The film grossed $17,365 at the domestic (US and Canada) box office and $199,436 foreign.

=== Home media ===

An unrated DVD was released on March 2, 2010, in the United States.

=== Critical response ===

On review aggregator Rotten Tomatoes, the film holds an approval rating of 29% based on 17 reviews, with an average rating of 4.55/10. On Metacritic, the film has a weighted average score of 19 out of 100, based on 5 critics, indicating "overwhelming dislike".

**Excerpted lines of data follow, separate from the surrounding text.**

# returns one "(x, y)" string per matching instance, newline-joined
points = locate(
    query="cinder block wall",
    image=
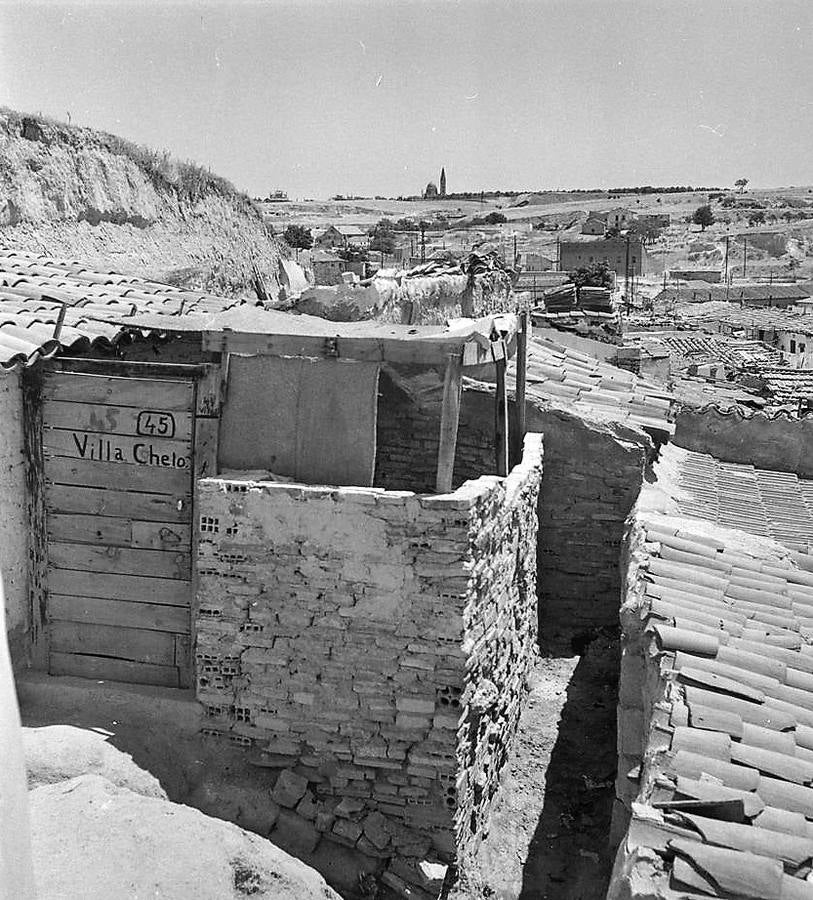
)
(593, 473)
(374, 644)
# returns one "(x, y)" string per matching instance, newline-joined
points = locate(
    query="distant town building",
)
(594, 224)
(653, 220)
(619, 218)
(618, 253)
(335, 236)
(712, 276)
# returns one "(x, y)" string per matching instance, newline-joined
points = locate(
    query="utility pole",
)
(627, 270)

In Daily Variety, IM Global's Stuart Ford described Bitch Slap as "a pure exploitation pic — chicks, boobs, guns and bad guys, in that order". In Variety, Joe Leydon wrote "Overblown and underwhelming, 'Bitch Slap' is a desperately unfunny attempt to satirically recycle cliches and archetypes from sexploitation actioners of the 1960s and '70s." Amy Biancolli of the San Francisco Chronicle wrote "The idea is to amuse anyone who's not offended by all the over-baked violence, bad acting and slapping babeage, but it's so heavy-handed and hyper-stylized that any extant wit gets smacked into submission. It's just not any fun." Mark Olsen in the Los Angeles Times noted that, "Despite its obsession with décolletage, Bitch Slap is surprisingly puritanical (much teasing, no pleasing)."

==Inspiration==
The film is described as "a post-modern, thinking man's throwback to the 'B' Movie/Exploitation films of the 1950s–70s as well as a loving, sly parody of the same". The film is inspired by the Dragstrip Girl, Faster, Pussycat! Kill! Kill!, Kung Fu Nun, the pantheon of blaxploitation and other exploitation films which had a renewal in popularity after the cult success of Grindhouse in 2007.